Pat’s siblings were notified and have acknowledged that the research done by The Boone Society is true.
In November 1953, when he was 19 years old, Boone married Shirley Lee Foley, daughter of country music great Red Foley and his wife, singer Judy Martin. They have four daughters: Cheryl Lynn (better known as Cherry), Linda Lee, Deborah Ann (better known as Debby), and Laura Gene. Starting in the late 1950s, Boone and his family were residents of Leonia, New Jersey.
In college, he primarily attended David Lipscomb College, later Lipscomb University, in Nashville. He graduated in 1958 from Columbia University School of General Studies magna cum laude and also attended North Texas State University, now known as the University of North Texas, in Denton, Texas.
Boone began his career by performing in Nashville’s Centennial Park
He began recording in 1954 for Republic Records (not to be confused with the current label with that name), and by 1955, for Dot Records.
His 1955 version of Fats Domino’s “Ain’t That a Shame” was a hit. This set the stage for the early part of Boone’s career, which focused on covering R&B songs by black artists for a white American market.
Randy Wood, the owner of Dot, had issued an R&B single by the Griffin Brothers in 1951 called “Tra La La-a”—a different song from the later LaVern Baker one—and he was keen to put out another version after the original had failed. This became the B side of the first Boone single “Two Hearts Two Kisses”, originally by the Charms – whose “Hearts Of Stone” had been covered by the label’s Fontane Sisters.
Once the Boone version was in the shops, it spawned more covers by the Crew-Cuts, Doris Day, and Frank Sinatra.
A number-one single in 1956 by Boone was a second cover and a revival of a then seven-year-old song “I Almost Lost My Mind”, by Ivory Joe Hunter, which was originally covered by another black star, Nat King Cole.
According to an opinion poll of high-school students in 1957, the singer was nearly the “two-to-one favorite over Elvis Presley among boys and preferred almost three-to-one by girls …”
During the late 1950s, he made regular appearances on ABC-TV’s Ozark Jubilee, hosted by his father-in-law.
Boone cultivated a safe, wholesome, advertiser-friendly image that won him a long-term product endorsement contract from General Motors during the late 1950s, lasting through the 1960s.
He succeeded Dinah Shore singing the praises of the GM product: “See the USA in your Chevrolet … drive your Chevrolet through the USA, America’s the greatest land of all!” GM had also sponsored The Pat Boone Chevy Showroom.

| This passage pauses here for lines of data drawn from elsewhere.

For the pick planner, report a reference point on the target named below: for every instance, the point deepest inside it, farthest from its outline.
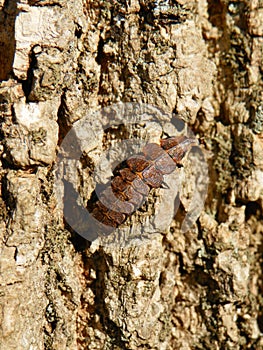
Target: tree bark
(200, 60)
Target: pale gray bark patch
(201, 289)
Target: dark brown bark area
(199, 59)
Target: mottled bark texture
(200, 59)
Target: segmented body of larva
(128, 189)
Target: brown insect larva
(127, 191)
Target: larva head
(178, 146)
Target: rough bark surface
(200, 59)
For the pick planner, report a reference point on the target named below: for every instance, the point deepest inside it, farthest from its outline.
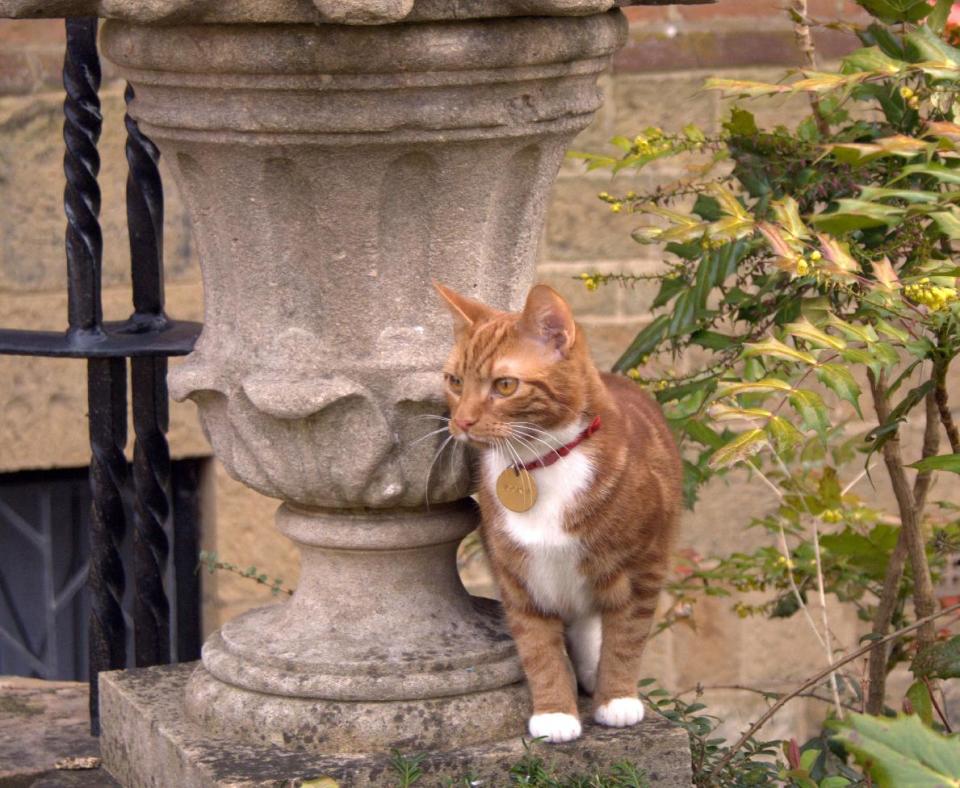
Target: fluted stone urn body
(332, 172)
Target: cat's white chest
(553, 556)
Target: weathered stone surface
(41, 723)
(291, 204)
(332, 173)
(350, 12)
(145, 734)
(406, 630)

In the 1989 documentary Roger & Me, Boone stated that he first was given a Chevrolet Corvette from the GM product line, but after his wife and he started having children, at one child a year, GM supplied him with a station wagon, as well.
Many of Boone’s hit singles were covers of hits from black R&B artists. These included: “Ain’t That a Shame” by Fats Domino; “Tutti Frutti” and “Long Tall Sally” by Little Richard;
“At My Front Door (Crazy Little Mama)” by The El Dorados; and the blues ballads “I Almost Lost My Mind” by Ivory Joe Hunter, “I’ll be Home” by the Flamingos and “Don’t Forbid Me” by Charles Singleton. Boone also wrote the lyrics for the instrumental theme song for the movie Exodus, which he titled “This Land Is Mine”. (Ernest Gold had composed the music.)

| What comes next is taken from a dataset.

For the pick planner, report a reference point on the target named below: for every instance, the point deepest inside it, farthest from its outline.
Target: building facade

As a conservative Christian, Boone declined certain songs and movie roles that he felt might compromise his beliefs—including a role with sex symbol Marilyn Monroe. In one of his first films, April Love, the director, Henry Levin, wanted him to give co-star Shirley Jones a kiss (which was not in the script). Since this would be his first onscreen kiss, Boone said that he wanted to talk to his wife first, to make sure it was all right with her. He had his own film production company, Cooga Mooga Productions.
He appeared as a regular performer on Arthur Godfrey and His Friends from 1955 through 1957, and later hosted his own The Pat Boone Chevy Showroom, on Thursday evenings. In the early 1960s, he began writing a series of self-help books for adolescents, including Twixt Twelve and Twenty.

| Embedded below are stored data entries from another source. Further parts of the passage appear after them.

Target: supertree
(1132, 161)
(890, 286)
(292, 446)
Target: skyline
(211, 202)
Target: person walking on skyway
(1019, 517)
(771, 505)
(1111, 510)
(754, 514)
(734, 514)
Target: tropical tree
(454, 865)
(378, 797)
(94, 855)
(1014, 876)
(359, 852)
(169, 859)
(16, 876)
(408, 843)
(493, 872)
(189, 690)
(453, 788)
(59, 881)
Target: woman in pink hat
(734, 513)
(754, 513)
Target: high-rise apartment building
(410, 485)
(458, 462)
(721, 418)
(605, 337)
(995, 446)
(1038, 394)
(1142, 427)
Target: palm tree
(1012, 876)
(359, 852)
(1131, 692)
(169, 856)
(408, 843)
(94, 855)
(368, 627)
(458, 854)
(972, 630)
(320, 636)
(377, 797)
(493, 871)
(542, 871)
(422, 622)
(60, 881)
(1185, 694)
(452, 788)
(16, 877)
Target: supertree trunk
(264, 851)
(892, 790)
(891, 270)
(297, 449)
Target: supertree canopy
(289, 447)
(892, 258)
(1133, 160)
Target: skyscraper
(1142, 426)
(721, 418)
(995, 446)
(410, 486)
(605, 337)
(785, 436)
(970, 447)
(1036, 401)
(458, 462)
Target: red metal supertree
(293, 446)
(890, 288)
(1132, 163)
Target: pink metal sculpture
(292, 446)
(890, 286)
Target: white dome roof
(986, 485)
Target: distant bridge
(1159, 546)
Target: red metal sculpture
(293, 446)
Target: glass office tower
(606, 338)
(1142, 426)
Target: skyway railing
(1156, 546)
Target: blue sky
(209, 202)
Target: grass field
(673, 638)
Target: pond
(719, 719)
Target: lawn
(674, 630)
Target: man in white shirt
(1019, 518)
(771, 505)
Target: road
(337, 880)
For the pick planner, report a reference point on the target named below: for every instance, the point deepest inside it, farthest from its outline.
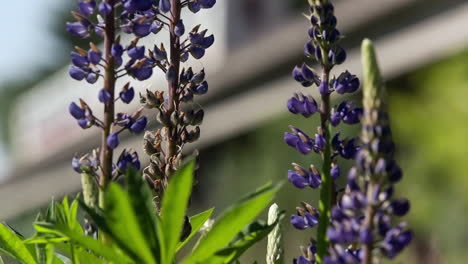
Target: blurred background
(423, 52)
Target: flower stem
(326, 191)
(109, 84)
(173, 100)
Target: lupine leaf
(142, 202)
(231, 222)
(84, 241)
(174, 205)
(197, 221)
(252, 234)
(123, 223)
(13, 245)
(62, 258)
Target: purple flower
(299, 222)
(297, 180)
(86, 7)
(142, 73)
(197, 52)
(117, 50)
(77, 29)
(92, 78)
(94, 56)
(335, 172)
(346, 83)
(299, 140)
(76, 73)
(164, 6)
(304, 75)
(141, 30)
(137, 5)
(127, 95)
(179, 28)
(201, 89)
(206, 3)
(128, 158)
(194, 7)
(104, 96)
(76, 165)
(78, 60)
(113, 140)
(137, 52)
(76, 111)
(400, 207)
(337, 55)
(320, 141)
(306, 107)
(171, 74)
(156, 26)
(139, 125)
(207, 41)
(324, 88)
(84, 123)
(105, 8)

The British Invasion ended Boone’s career as a hitmaker, though he continued recording throughout the 1960s.
In the 1970s, he switched to gospel and country, and he continued performing in other media, as well.
In 1959, Boone’s likeness was licensed to DC Comics, first appearing in Superman’s Girl Friend, Lois Lane #9 (May 1959) before starring in his own series from the publisher which lasted for five issues from September 1959 to May 1960.
In the 1960s and 1970s. the Boone family toured as gospel singers and made gospel albums, such as The Pat Boone Family and The Family Who Prays.
In the early 1970s, Boone founded the record label Lamb & Lion Records. It featured artists such as Pat, the Pat Boone Family, Debby Boone, Dan Peek, DeGarmo and Key, and Dogwood.
In 1974, Boone was signed to the Motown country subsidiary Melodyland.
The label was later to be renamed Hitsville after a Christian church sued Motown’s president Berry Gordy over the use of the earlier name. The country subsidiary was closed in 1977.
In 1978, Boone became the first target in the Federal Trade Commission’s crackdown on false-claim product endorsements by celebrities.
He had appeared with his daughter Debby in a commercial to claim that all four of his daughters had found a preparation named Acne-Statin a “real help” in keeping their skin clear.
The FTC filed a complaint against the manufacturer, contending that the product did not really keep skin free of blemishes. Boone eventually signed a consent order in which he promised not only to stop appearing in the ads, but also to pay about 2.5% of any money that the FTC or the courts might eventually order the manufacturer to refund to consumers.
Boone said, through a lawyer, that his daughters actually did use Acne-Statin, and that he was “dismayed to learn that the product’s efficacy had not been scientifically established as he believed.”
In 1956 Boone was one of the biggest recording stars in the US. Several film studios pursued him for movies; he decided to go with 20th Century Fox who made Elvis Presley’s first movie.
Fox reworked a play he had bought, Bernadine, into a vehicle for Boone. The resulting film was a solid hit, earning $3.75 million in the US.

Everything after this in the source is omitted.